Geogaddi's beats are not terribly unique or rhythmically complex, but the sounds themselves are very much one-of-a-kind; you may at times be hard-pressed to separate the melody from the beats. The sounds used are extremely visceral, and seemingly twisted like sonic toffee to achieve the desired effect. Many of the percussion tracks make me think of crushing a gigantic bag full of potato chips in a bear hug underwater.
The album's most memorable elements are the sensations it induces, rather than the melodies within it. It is unlikely you will find yourself humming the tune to a Geogaddi track, but you might begin associating certain feelings in your life with those present in Geogaddi's music. The album's melodies are rarely prolonged, and usually consist of a series of singular and brilliant musical moments composed of BoC's atmospheric synthesizers, bizarre beats, and disconcerting samples. The album also seems to have a unique organic texture to it; it is not the static that permeates so much IDM, but closer in nature to the spattering of sonic paint from a toothbrush onto a squirming sandstone wall.
Geogaddi is surprisingly accessible music; I have found that many of my friends who are not particularly interested in any unconventional or electronic music enjoy Geogaddi a great deal. It offers something to a wide range of listeners: it can serve as a colourful acoustic backdrop to whatever you may be doing in the meantime, it makes a fantastic soundtrack for travelling, and rewards the careful listener with its rich supply of subtlety and detail.
Geogaddi's most significant flaw may not be a flaw to all, but many listeners may find the shorter "filler" tracks like "Dandelion" or "Energy Warning" annoying or disruptive.
In short, Geogaddi is epic in its depth and impact. It is alive. As you listen, it will grow on you... and IN you... as long as you will let it.
Handmade, worn, and melted.
What sets Boards of Canada apart from the rest of the paradoxically homogenous IDM mafia is a real sense of warmth achieved through heavily processed, resolutely electronic music.
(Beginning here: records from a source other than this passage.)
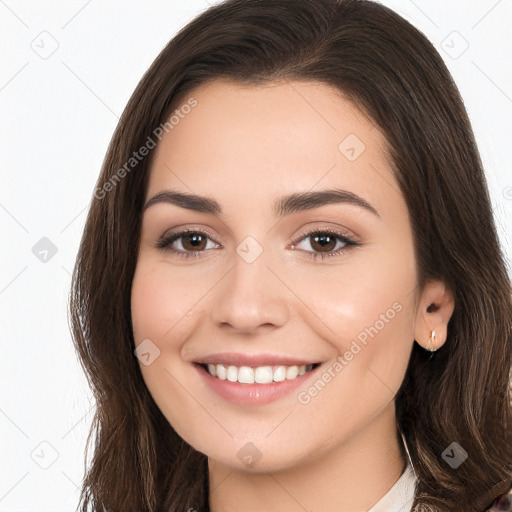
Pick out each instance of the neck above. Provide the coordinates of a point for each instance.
(353, 476)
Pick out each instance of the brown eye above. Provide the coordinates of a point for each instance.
(194, 241)
(187, 243)
(324, 242)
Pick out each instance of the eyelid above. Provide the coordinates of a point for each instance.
(176, 233)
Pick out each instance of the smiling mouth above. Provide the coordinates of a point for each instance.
(259, 374)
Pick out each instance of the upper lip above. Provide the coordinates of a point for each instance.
(254, 360)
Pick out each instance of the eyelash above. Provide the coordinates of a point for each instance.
(165, 242)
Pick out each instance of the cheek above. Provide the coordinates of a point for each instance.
(161, 302)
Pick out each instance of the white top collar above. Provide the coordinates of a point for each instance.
(401, 496)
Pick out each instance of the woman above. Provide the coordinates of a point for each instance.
(290, 293)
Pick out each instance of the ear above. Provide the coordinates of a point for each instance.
(434, 311)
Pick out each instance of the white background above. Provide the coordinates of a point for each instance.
(58, 114)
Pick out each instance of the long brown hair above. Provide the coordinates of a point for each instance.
(394, 75)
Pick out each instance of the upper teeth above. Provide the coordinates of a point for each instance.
(260, 374)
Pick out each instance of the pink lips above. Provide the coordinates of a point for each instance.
(251, 394)
(253, 360)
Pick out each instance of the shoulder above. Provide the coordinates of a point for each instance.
(502, 503)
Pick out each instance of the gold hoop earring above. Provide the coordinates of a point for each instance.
(430, 343)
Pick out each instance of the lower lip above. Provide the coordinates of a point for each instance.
(252, 394)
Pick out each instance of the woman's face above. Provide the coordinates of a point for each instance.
(276, 275)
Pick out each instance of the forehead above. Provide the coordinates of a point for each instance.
(279, 137)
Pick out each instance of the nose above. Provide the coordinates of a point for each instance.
(250, 298)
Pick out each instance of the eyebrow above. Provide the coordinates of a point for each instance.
(285, 205)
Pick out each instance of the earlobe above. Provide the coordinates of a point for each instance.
(434, 312)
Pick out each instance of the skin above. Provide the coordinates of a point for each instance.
(246, 146)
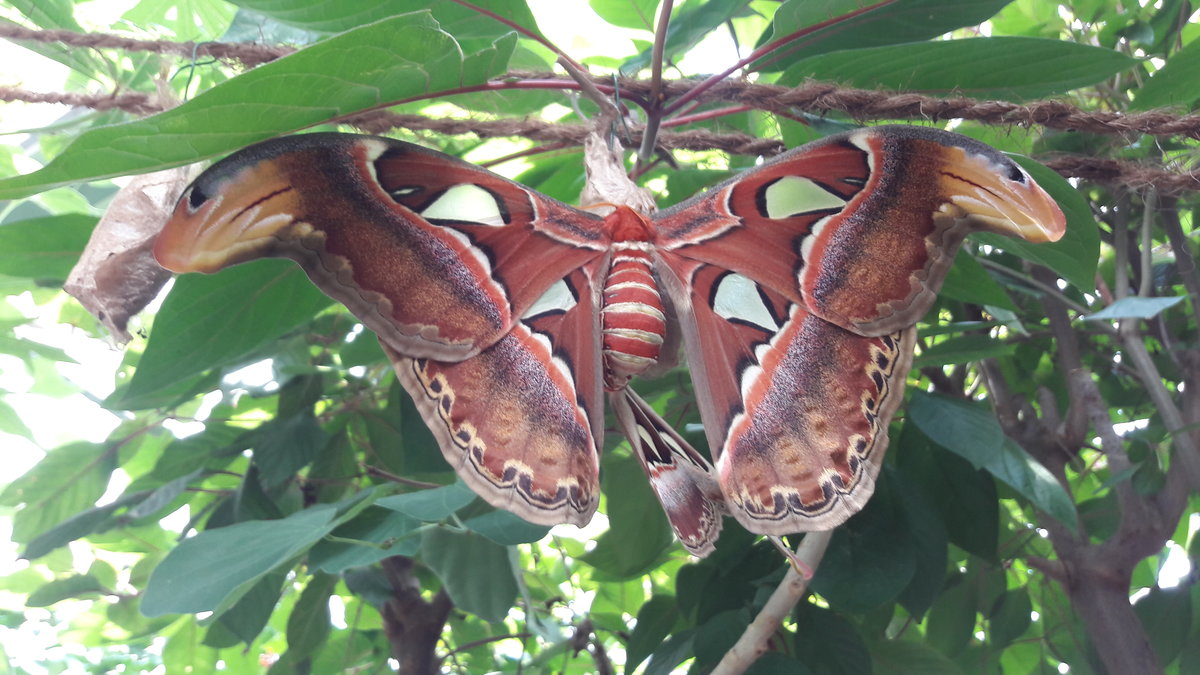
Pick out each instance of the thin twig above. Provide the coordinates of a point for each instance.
(759, 53)
(754, 641)
(654, 114)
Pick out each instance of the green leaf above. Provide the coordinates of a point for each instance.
(655, 619)
(1135, 308)
(1011, 617)
(61, 589)
(66, 482)
(309, 622)
(718, 635)
(93, 520)
(952, 620)
(627, 13)
(321, 16)
(973, 434)
(162, 496)
(247, 616)
(396, 58)
(216, 567)
(904, 21)
(969, 281)
(871, 559)
(505, 529)
(671, 652)
(690, 24)
(775, 663)
(431, 506)
(1014, 69)
(475, 572)
(965, 497)
(1074, 256)
(466, 24)
(189, 19)
(828, 641)
(286, 446)
(929, 539)
(1167, 616)
(383, 533)
(213, 321)
(904, 656)
(1175, 84)
(964, 348)
(639, 532)
(11, 422)
(43, 248)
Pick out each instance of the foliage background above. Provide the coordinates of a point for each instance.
(237, 519)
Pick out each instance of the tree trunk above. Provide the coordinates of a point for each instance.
(1101, 597)
(413, 625)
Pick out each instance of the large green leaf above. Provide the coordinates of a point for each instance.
(627, 13)
(43, 248)
(655, 619)
(1135, 308)
(1074, 256)
(965, 497)
(637, 529)
(963, 348)
(1175, 84)
(65, 483)
(1013, 69)
(691, 23)
(366, 67)
(906, 656)
(887, 23)
(382, 533)
(215, 568)
(969, 281)
(477, 573)
(213, 321)
(972, 432)
(430, 506)
(871, 559)
(467, 25)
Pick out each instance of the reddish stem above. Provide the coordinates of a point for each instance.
(521, 29)
(527, 153)
(706, 115)
(766, 49)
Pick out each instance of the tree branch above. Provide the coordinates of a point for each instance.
(754, 641)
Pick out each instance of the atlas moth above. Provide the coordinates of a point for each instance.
(509, 316)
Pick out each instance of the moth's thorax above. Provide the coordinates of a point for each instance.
(631, 315)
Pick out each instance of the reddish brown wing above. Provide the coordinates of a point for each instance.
(861, 227)
(522, 420)
(481, 291)
(796, 287)
(683, 481)
(437, 256)
(798, 406)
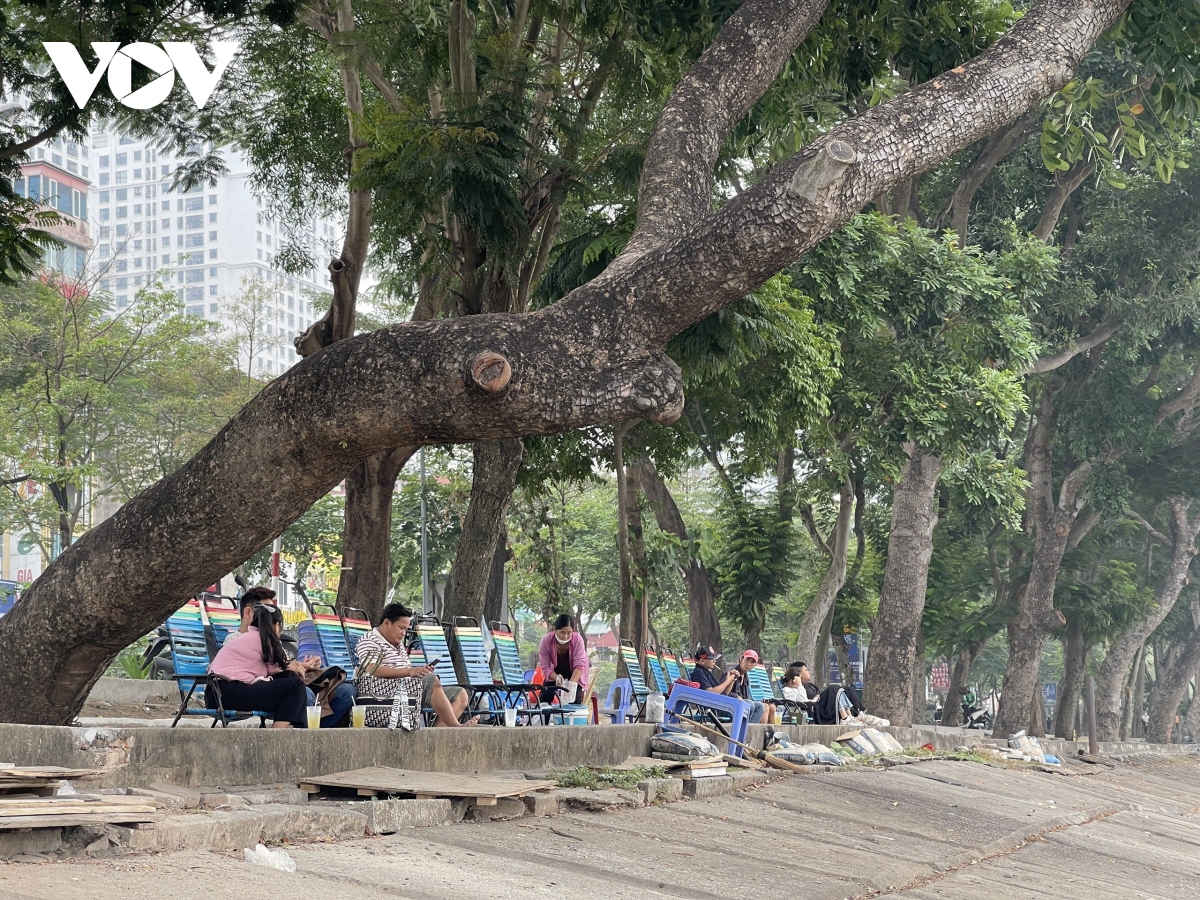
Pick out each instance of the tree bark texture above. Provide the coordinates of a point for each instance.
(1071, 689)
(1051, 522)
(1170, 689)
(366, 535)
(703, 625)
(1115, 669)
(597, 357)
(493, 478)
(893, 652)
(832, 582)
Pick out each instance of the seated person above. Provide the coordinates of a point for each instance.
(252, 673)
(343, 695)
(760, 711)
(563, 659)
(246, 604)
(839, 705)
(385, 671)
(706, 676)
(798, 685)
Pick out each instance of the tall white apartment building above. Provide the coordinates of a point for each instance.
(205, 243)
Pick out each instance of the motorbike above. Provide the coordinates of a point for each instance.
(976, 718)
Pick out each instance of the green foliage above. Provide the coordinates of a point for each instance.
(599, 778)
(99, 403)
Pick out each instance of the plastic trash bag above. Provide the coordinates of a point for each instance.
(270, 858)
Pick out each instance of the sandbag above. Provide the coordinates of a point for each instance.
(681, 747)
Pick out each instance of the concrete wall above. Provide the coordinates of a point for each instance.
(132, 690)
(255, 756)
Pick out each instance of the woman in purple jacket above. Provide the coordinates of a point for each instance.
(562, 658)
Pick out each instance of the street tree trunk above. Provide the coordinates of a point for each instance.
(1051, 523)
(1072, 687)
(903, 599)
(822, 603)
(703, 625)
(1173, 684)
(595, 357)
(366, 537)
(493, 478)
(1115, 669)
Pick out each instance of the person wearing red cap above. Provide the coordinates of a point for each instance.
(759, 711)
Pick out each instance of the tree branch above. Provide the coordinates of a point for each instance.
(718, 90)
(1062, 191)
(999, 145)
(1090, 341)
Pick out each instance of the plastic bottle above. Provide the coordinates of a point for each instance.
(655, 707)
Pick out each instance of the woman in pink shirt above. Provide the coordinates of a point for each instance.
(562, 658)
(253, 675)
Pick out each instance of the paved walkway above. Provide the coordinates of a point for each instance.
(933, 829)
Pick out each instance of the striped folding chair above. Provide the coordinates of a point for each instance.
(658, 672)
(190, 657)
(671, 663)
(636, 681)
(468, 637)
(223, 621)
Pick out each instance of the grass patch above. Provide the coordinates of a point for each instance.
(600, 778)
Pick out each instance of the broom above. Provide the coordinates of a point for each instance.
(773, 761)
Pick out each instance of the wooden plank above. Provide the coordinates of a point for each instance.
(381, 779)
(10, 822)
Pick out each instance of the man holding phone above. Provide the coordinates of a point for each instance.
(384, 670)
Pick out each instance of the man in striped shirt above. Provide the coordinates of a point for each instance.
(384, 671)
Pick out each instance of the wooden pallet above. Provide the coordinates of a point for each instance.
(485, 791)
(22, 811)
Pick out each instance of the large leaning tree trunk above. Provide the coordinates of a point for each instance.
(837, 550)
(483, 529)
(703, 625)
(1072, 687)
(595, 357)
(894, 635)
(1115, 669)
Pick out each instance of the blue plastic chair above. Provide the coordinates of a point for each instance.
(691, 703)
(618, 712)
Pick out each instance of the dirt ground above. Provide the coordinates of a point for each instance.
(934, 829)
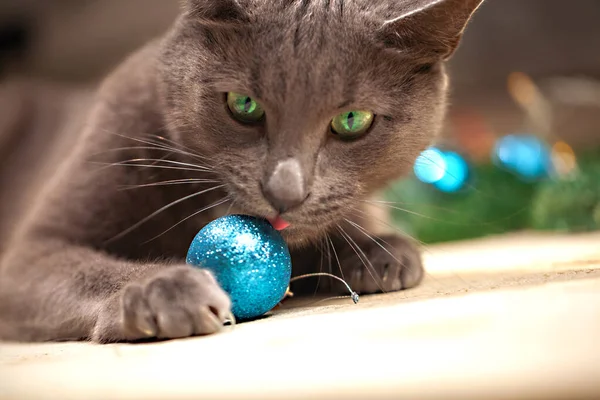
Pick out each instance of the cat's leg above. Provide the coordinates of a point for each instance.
(52, 290)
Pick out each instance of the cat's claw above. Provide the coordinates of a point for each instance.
(177, 302)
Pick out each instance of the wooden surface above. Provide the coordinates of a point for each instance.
(502, 318)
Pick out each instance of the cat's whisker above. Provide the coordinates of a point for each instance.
(401, 203)
(364, 259)
(157, 212)
(403, 210)
(364, 232)
(369, 217)
(162, 160)
(320, 246)
(455, 223)
(422, 245)
(169, 183)
(157, 145)
(120, 164)
(336, 256)
(216, 204)
(230, 207)
(152, 148)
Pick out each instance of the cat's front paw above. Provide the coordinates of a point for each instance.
(176, 302)
(393, 264)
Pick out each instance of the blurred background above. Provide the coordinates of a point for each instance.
(520, 150)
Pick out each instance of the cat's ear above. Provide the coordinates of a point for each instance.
(428, 28)
(216, 12)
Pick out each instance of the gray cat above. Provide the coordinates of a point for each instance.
(293, 110)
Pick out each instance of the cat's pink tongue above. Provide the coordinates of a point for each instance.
(278, 223)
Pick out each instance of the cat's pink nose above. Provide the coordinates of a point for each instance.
(285, 188)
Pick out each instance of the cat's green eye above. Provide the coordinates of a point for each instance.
(352, 124)
(244, 108)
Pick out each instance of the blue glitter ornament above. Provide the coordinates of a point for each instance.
(249, 259)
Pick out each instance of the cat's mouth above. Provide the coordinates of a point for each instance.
(278, 223)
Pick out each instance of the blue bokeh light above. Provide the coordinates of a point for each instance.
(455, 175)
(526, 155)
(447, 171)
(430, 166)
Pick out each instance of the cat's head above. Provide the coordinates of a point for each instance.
(306, 106)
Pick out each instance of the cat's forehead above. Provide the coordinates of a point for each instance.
(369, 8)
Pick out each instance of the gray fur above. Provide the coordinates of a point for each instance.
(76, 270)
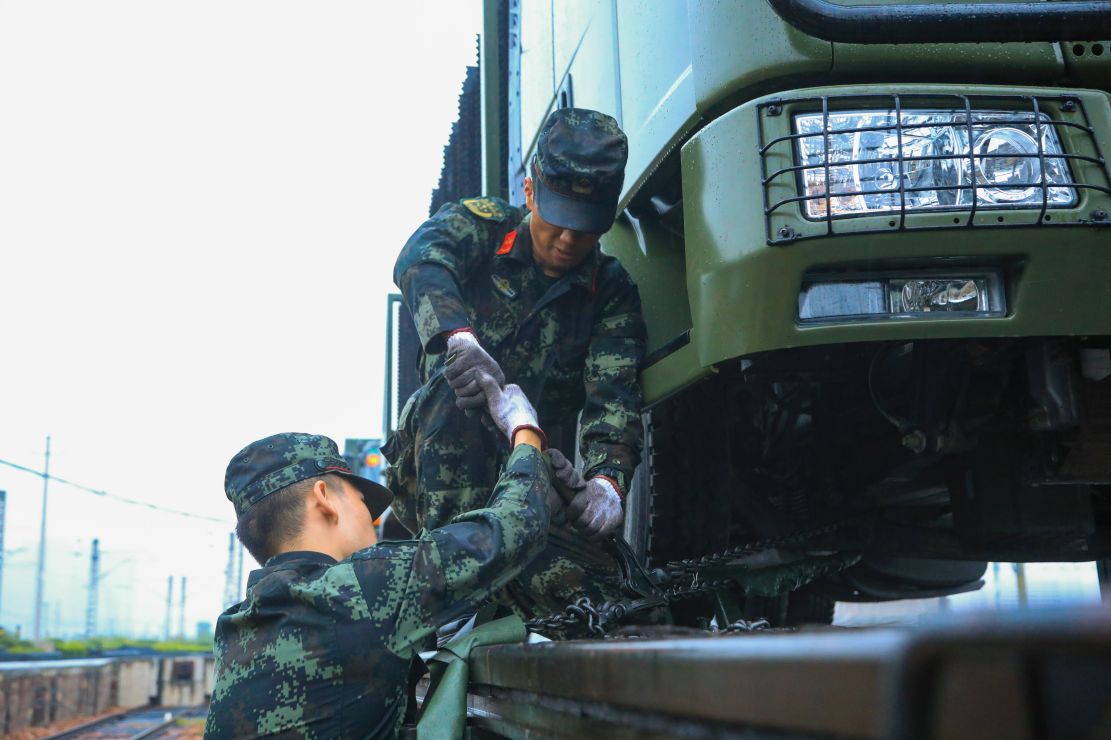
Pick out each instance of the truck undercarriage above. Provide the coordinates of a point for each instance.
(928, 458)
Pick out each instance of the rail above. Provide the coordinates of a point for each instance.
(1017, 676)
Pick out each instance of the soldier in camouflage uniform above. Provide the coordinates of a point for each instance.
(324, 641)
(527, 296)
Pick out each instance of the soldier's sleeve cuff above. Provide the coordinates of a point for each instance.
(613, 482)
(538, 430)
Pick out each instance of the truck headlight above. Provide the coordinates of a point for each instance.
(902, 296)
(934, 157)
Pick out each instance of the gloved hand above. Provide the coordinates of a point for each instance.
(508, 407)
(596, 510)
(466, 359)
(568, 478)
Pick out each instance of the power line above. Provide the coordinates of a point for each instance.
(122, 499)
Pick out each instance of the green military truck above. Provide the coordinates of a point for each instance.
(873, 247)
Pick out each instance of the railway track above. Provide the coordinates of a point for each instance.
(134, 725)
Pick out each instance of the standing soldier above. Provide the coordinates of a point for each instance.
(528, 297)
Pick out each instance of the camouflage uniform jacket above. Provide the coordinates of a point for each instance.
(570, 345)
(322, 649)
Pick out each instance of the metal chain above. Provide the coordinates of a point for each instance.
(596, 619)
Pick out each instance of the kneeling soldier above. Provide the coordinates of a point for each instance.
(323, 643)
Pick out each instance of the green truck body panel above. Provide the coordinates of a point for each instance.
(743, 293)
(950, 430)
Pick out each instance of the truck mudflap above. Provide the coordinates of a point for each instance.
(1001, 675)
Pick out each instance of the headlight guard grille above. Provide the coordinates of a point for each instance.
(783, 169)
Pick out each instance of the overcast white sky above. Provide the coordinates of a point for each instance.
(200, 203)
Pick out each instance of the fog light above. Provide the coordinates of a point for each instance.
(891, 296)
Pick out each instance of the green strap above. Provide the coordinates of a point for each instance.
(443, 716)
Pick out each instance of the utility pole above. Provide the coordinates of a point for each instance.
(1020, 573)
(169, 605)
(42, 548)
(181, 619)
(90, 610)
(229, 573)
(3, 508)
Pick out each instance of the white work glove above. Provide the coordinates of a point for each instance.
(508, 407)
(466, 359)
(566, 477)
(596, 510)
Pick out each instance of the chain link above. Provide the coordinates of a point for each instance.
(597, 619)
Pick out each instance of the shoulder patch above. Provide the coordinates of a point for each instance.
(484, 208)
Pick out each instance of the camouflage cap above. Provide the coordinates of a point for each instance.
(274, 462)
(579, 169)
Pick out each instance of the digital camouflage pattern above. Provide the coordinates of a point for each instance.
(322, 649)
(272, 463)
(459, 450)
(572, 343)
(579, 169)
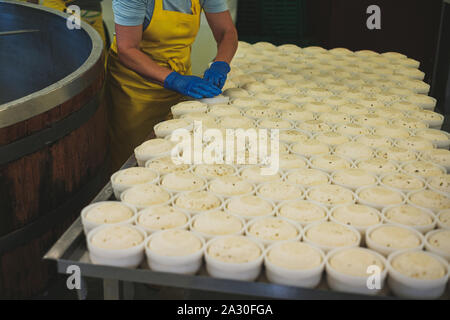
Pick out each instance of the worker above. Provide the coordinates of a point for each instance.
(91, 11)
(149, 64)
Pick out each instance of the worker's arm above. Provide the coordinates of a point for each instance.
(226, 37)
(130, 54)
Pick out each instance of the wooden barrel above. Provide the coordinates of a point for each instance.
(53, 138)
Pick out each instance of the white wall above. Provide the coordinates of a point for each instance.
(204, 49)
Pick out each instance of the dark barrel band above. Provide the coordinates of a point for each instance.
(57, 216)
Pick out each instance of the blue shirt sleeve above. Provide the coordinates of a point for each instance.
(129, 12)
(214, 6)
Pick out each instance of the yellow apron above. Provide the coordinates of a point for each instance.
(135, 105)
(94, 18)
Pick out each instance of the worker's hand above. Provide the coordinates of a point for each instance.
(191, 86)
(217, 73)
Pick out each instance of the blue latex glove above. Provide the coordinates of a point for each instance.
(217, 73)
(191, 86)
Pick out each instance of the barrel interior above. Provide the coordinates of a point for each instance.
(31, 62)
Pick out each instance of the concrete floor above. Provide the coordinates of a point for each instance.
(204, 49)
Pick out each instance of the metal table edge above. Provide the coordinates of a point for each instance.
(60, 252)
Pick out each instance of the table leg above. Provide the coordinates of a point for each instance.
(128, 290)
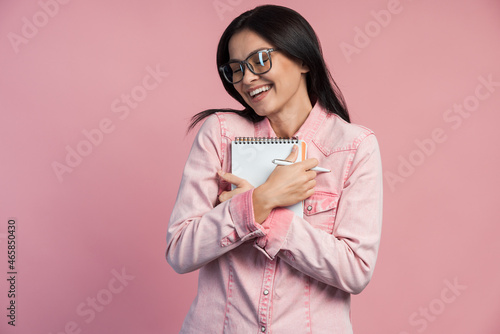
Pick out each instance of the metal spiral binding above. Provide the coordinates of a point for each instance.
(266, 140)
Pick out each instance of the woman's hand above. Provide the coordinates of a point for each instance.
(285, 186)
(242, 185)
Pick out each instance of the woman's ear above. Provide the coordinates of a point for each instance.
(304, 67)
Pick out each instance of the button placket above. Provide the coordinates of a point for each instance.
(265, 300)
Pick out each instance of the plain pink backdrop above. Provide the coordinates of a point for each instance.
(67, 67)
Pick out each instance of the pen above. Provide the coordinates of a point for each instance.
(287, 163)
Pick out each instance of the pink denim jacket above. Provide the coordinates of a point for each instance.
(290, 274)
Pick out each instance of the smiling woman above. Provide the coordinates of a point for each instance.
(262, 268)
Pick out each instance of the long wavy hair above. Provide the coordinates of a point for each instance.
(288, 31)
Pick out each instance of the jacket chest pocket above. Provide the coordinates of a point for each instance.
(320, 210)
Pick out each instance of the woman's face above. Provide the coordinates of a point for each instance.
(284, 86)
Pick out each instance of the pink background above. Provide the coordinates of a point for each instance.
(110, 213)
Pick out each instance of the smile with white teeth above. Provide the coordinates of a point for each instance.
(259, 90)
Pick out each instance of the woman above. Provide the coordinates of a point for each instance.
(262, 268)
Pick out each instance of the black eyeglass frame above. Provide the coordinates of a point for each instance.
(248, 65)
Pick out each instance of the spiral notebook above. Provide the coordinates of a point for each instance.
(252, 157)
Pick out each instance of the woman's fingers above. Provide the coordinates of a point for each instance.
(231, 178)
(293, 155)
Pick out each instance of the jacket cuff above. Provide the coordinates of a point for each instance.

This is a claim that's often made of other groups with "crossover" appeal for non-electroninuts, but in this case the warm, homey, and, yes, nostalgic feelings exuded here are due to the effects-laden production, not in spite of it. Much has been made of this groups use of sample's from old educational films. It's where they got their name, after all. For me, however, this association rings true for one reason in particular. I'm just old enough to have started school during the pre-VCR era, and I remember watching worn-down old films on a rusty old projector. Due to either the condition of the film or the projector, the sound was often distorted and wobbly. Notes on the soundtrack ran into one another, and the whole dreamy effect was compounded by the acoustics of the gymnasium where we would watch films during recess on rainy days. The tones that bleed together and stratal ambiguity of this album took me right back to sitting cross-legged on the slick gym floor. Ok, so that probably plays right into the cliches about this group, but, really, it's key to understanding what I find most remarkable about Boards of Canada's music. Everything sounds almost haphazardly stitched together, with teetering beats overlaying synths that bubble up with slight irregularities. Any sense of carelessness that this approach runs the risk of insinuating is mitigated by this hazy, soupy quality; not to mention a sentimentalism that borders on the crass, while managing to teeter on its precipice like an emotional analogue of the precarious rhythms. As others have pointed out, this is not the most stunningly original music, but it certainly has a personal quality that makes it distinctive in its own humble way.